In the context of expanding future research in this field, other sources of data, such as sea surface temperature and sea surface salinity, could be used in the calibration process. In addition, the proposed data assimilation method should be tested on other numerical ocean models. Furthermore, it is possible to check areas prone to the use of marine energy in the study area with the aid of wave modeling.

Author Contributions

Conceptualization, M.P. and M.R.N.; methodology, M.P., M.R.N., A.A. and M.J.T.; data curation, M.P. and A.A.; formal analysis, M.P.; funding acquisition, A.A. and M.J.T.; software, M.P. and M.R.N.; visualization, M.P. and A.A.; writing—original draft, M.P.; writing—review and editing, M.R.N. and M.J.T. All authors have read and agreed to the published version of the manuscript.

Funding

This research was funded by the LUH’s open-access publishing fund (https://www.tib.eu/de/publizieren-archivieren/open-access-finanzieren/publikationsfonds-leibniz-universitaet; accessed on 17 September 2022).
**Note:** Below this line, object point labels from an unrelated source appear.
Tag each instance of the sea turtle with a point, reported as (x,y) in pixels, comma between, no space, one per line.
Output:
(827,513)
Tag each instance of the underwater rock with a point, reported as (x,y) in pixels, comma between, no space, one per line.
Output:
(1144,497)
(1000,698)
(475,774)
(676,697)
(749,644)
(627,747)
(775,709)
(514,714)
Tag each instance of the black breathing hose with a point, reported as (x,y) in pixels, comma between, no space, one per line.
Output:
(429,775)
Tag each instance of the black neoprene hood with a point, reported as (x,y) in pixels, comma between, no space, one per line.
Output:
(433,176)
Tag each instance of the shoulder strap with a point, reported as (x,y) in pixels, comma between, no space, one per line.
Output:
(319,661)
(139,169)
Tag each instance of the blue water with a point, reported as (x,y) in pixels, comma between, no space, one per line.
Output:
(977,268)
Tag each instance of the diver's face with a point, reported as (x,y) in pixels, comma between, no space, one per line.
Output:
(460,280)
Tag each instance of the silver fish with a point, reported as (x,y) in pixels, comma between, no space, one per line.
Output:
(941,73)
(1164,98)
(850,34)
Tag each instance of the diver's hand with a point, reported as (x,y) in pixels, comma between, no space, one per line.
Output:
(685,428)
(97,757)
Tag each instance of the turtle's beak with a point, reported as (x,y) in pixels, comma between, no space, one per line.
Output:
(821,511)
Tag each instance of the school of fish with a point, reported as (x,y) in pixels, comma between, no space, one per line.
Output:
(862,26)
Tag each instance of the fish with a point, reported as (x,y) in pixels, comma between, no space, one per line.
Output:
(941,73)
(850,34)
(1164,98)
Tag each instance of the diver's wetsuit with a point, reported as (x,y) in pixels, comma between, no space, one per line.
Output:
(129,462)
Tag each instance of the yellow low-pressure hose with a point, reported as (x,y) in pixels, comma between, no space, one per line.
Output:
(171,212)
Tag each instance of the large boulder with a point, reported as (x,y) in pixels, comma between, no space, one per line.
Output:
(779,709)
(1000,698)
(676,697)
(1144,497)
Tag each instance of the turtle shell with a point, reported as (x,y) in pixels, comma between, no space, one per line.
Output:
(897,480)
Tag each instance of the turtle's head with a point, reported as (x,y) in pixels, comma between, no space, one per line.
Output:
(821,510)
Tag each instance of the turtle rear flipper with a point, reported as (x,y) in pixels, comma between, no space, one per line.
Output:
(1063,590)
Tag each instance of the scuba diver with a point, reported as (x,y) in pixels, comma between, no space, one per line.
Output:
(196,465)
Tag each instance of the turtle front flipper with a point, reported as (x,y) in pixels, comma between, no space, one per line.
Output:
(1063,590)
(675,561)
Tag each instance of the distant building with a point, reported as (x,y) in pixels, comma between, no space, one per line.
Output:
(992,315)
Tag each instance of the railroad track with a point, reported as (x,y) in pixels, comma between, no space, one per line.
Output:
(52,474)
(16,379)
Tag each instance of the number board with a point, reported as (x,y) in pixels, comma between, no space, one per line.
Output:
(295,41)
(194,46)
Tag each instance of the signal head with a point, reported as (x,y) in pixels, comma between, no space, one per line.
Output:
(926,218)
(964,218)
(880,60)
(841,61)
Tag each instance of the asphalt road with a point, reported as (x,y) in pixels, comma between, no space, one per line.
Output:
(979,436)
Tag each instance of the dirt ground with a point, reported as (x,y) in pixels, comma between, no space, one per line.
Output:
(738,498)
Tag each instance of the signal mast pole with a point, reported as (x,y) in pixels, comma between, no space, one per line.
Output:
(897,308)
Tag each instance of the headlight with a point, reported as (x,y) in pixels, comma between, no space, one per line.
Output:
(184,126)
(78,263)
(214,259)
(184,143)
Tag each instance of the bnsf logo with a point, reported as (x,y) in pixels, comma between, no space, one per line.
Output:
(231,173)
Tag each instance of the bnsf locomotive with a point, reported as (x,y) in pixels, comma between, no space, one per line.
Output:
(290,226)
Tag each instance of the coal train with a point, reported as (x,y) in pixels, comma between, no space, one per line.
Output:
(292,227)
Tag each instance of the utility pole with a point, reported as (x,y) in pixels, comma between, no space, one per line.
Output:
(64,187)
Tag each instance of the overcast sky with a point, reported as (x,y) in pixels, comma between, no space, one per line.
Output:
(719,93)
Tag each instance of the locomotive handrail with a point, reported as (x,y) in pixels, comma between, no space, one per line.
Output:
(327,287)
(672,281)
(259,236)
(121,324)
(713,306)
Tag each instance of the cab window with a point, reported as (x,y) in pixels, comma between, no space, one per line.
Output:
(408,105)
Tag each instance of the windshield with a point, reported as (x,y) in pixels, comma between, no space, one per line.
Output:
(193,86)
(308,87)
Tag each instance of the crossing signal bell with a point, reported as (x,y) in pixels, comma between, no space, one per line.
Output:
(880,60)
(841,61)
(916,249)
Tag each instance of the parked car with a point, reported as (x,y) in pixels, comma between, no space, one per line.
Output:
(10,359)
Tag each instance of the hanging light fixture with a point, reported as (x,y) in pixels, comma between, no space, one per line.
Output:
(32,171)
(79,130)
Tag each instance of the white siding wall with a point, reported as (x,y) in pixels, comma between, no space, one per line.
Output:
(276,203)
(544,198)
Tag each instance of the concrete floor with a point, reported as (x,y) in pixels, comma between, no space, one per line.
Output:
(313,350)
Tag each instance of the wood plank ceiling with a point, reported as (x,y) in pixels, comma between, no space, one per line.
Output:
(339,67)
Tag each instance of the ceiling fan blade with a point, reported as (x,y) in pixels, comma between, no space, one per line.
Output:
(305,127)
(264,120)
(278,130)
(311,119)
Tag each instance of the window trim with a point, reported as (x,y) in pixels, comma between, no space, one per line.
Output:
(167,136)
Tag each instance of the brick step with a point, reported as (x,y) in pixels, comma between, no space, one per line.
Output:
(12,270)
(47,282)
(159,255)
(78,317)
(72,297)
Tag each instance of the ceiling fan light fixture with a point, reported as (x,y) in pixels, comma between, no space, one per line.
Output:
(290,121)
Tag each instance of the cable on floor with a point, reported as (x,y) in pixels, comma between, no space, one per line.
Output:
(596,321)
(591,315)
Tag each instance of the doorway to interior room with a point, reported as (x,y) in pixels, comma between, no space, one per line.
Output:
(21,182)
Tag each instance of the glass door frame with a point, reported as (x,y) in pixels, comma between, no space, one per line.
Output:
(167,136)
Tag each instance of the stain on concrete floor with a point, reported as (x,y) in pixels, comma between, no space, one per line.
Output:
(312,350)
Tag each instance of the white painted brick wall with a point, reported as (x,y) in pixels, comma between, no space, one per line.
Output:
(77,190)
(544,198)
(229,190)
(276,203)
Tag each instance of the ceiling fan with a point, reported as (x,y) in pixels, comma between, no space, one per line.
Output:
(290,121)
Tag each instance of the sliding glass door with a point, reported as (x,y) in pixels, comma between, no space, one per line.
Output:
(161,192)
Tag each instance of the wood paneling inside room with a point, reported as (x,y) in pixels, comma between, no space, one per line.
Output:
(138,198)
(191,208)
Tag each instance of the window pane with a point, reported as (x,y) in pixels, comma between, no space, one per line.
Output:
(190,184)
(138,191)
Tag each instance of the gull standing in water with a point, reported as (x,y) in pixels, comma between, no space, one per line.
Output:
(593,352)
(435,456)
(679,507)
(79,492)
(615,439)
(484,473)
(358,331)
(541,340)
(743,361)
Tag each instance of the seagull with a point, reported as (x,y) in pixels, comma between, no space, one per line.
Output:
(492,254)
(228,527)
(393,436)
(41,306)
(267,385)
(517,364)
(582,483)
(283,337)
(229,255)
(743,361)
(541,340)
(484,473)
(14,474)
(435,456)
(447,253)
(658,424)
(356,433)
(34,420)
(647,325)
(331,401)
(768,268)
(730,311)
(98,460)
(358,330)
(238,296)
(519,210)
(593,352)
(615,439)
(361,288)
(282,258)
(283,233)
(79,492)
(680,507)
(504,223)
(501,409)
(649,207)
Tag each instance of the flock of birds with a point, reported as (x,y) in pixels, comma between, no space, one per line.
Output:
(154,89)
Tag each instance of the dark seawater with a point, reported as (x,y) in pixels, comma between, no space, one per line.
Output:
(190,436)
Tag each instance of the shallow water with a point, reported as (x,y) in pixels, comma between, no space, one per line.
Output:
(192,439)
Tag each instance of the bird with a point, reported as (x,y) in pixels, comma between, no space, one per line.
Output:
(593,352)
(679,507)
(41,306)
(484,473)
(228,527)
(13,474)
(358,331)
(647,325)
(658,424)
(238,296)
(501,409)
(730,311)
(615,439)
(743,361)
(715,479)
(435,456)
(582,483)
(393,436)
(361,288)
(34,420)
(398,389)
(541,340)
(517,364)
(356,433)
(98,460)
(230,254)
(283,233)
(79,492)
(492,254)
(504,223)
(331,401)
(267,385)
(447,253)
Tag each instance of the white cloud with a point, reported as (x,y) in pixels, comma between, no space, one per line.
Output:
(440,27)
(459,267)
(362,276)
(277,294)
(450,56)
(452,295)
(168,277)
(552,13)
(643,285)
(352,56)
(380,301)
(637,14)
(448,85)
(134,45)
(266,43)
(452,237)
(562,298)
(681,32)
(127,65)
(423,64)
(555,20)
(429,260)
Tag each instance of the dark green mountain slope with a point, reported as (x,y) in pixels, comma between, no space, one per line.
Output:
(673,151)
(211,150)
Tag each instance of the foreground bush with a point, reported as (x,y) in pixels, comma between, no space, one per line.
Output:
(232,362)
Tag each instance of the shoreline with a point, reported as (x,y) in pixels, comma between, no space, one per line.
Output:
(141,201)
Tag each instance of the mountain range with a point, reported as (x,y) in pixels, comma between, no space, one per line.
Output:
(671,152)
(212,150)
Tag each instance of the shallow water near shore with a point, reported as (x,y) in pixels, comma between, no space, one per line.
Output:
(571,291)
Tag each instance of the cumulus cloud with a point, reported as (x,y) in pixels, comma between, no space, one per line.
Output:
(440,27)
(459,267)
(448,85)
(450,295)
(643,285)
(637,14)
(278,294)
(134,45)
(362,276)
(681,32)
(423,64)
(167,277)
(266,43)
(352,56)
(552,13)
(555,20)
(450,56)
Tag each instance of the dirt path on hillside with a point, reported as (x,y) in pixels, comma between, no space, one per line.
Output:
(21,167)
Data Availability Statement

The datasets generated and analyzed during the current study are available from the corresponding author on reasonable request.

Acknowledgments

We would like to express our great appreciation to the reviewers for the time they invested in editing our manuscript and their valuable comments to address their concerns for improving the paper.

Conflicts of Interest

The authors declare no conflict of interest.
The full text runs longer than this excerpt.